Alors que la Coupe du monde féminine 2026 s’apprête à débuter aux États-Unis, au Canada et au Mexique, les regards se tournent vers l’histoire des joueuses françaises ayant évolué outre-Atlantique. Selon Ouest France, l’ancienne internationale Camille Abily, aujourd’hui figure emblématique du football féminin, a partagé ses souvenirs marquants de son passage en Amérique en 2009 et 2010. Ces expériences ont profondément influencé sa vision du football féminin, bien au-delà des terrains de jeu européens.
Ce qu'il faut retenir
- Camille Abily a évolué aux États-Unis en 2009 et 2010, dans des clubs de championnat américain.
- Elle a découvert une autre dimension du football féminin, tant sur le plan sportif que culturel.
- Son expérience a joué un rôle clé dans son parcours, avec 183 sélections en équipe de France à la clé.
- La Coupe du monde 2026, co-organisée par les États-Unis, offre un nouveau contexte pour évoquer ces souvenirs.
À l’époque, Camille Abily, alors âgée de 28 ans, a eu l’opportunité de rejoindre deux clubs américains, une aventure qui contrastait avec son quotidien en France. « J’ai découvert une autre vision du football féminin », a-t-elle expliqué à Ouest France. « Aux États-Unis, le football est une véritable culture populaire, et les joueuses y sont traitées avec un respect bien différent. » Ces années ont été déterminantes pour la Rennaise, qui y a puisé une énergie nouvelle, tant sur le plan technique que mental. Autant dire que ce séjour a marqué un tournant dans sa carrière, avant même qu’elle ne devienne une référence du football tricolore.
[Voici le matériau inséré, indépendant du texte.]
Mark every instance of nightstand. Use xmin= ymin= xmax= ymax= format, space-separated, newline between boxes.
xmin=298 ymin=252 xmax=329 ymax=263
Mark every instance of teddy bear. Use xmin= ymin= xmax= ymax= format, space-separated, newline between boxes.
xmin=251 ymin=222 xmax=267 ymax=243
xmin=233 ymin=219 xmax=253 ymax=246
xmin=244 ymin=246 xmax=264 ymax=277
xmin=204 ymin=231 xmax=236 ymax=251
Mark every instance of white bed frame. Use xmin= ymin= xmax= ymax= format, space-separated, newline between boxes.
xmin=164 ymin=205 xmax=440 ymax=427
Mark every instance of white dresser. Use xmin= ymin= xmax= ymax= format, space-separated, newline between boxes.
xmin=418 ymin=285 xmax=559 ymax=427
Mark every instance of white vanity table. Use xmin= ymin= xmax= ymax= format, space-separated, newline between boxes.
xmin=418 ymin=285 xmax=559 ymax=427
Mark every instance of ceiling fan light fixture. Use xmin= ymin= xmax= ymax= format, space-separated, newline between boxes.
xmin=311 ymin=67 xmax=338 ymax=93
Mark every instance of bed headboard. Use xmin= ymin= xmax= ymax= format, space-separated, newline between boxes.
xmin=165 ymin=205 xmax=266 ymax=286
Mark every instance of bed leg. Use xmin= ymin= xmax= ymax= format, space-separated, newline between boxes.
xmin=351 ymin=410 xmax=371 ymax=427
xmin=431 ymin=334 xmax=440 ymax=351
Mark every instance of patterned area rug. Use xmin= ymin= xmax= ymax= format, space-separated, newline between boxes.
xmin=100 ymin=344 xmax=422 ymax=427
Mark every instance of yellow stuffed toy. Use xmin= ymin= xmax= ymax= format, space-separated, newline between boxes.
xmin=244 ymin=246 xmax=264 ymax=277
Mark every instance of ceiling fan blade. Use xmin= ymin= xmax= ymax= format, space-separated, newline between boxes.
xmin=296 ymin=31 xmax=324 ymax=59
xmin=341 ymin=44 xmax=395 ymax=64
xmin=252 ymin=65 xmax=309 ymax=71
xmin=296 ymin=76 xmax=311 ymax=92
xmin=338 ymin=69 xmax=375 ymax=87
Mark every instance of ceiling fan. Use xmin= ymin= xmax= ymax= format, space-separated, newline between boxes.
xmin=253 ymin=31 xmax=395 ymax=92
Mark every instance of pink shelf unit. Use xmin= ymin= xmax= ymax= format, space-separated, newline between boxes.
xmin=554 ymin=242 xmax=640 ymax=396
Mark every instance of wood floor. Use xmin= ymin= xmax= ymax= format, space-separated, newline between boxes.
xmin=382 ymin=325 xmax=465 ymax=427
Pour Abily, la dimension collective du football américain a été l’un des éléments les plus marquants. « Les joueuses y sont extrêmement respectées, a-t-elle souligné. « On sent que le football est une priorité pour les jeunes filles, avec des infrastructures adaptées et un encadrement de qualité. » Contrairement à l’Europe, où le football féminin peine encore à trouver sa place, les États-Unis ont su intégrer cette pratique dans le paysage sportif dès le plus jeune âge. Une approche qui, selon elle, explique en partie le niveau exceptionnel des Américaines, souvent pointées comme des favorites dans les compétitions internationales.
Ces deux années américaines ont aussi coïncidé avec une période charnière pour Abily, qui comptait déjà parmi les meilleures joueuses de sa génération. Avec 183 sélections en équipe de France, elle a contribué à faire du football féminin un sport reconnu en Europe. Mais c’est peut-être cette expérience transatlantique qui a renforcé sa conviction : le football féminin mérite une place centrale dans le sport, et pas seulement comme une discipline secondaire. « J’ai réalisé que le football féminin pouvait être un véritable phénomène de société », a-t-elle précisé. « Aux États-Unis, on voit des milliers de petites filles jouer au foot dans les parcs. Chez nous, c’est encore trop souvent un combat pour obtenir les mêmes opportunités. »
Avec la Coupe du monde 2026 qui s’ouvre dans quelques semaines, Abily, aujourd’hui reconvertie dans le journalisme sportif, ne manque pas de souligner l’importance de cet événement pour le football féminin. « C’est une chance inouïe pour le sport, a-t-elle déclaré. Voir une compétition de cette ampleur organisée aux États-Unis, c’est aussi une occasion de montrer au monde entier ce que le football féminin peut apporter. » Pour elle, cette Coupe du monde est l’occasion de mettre en lumière les progrès réalisés, mais aussi les défis qui restent à relever, notamment en Europe. « Le football féminin a encore des marges de progression, a-t-elle affirmé. Mais avec des événements comme celui-ci, on peut espérer que les mentalités évolueront plus vite. »
Alors que les regards se tournent vers les terrains, Abily espère que cette Coupe du monde inspirera une nouvelle génération de joueuses. « Le football féminin a besoin de visibilité, a-t-elle conclu. Et cette compétition, c’est une chance unique de montrer ce dont les femmes sont capables. » Une chose est sûre : son expérience américaine a laissé une empreinte indélébile, bien au-delà des 90 minutes de jeu.
Selon Ouest France, Camille Abily a évolué aux États-Unis en 2009 et 2010, mais les noms exacts des clubs ne sont pas précisés dans l’article. Son expérience a cependant marqué sa carrière, comme elle l’a elle-même souligné.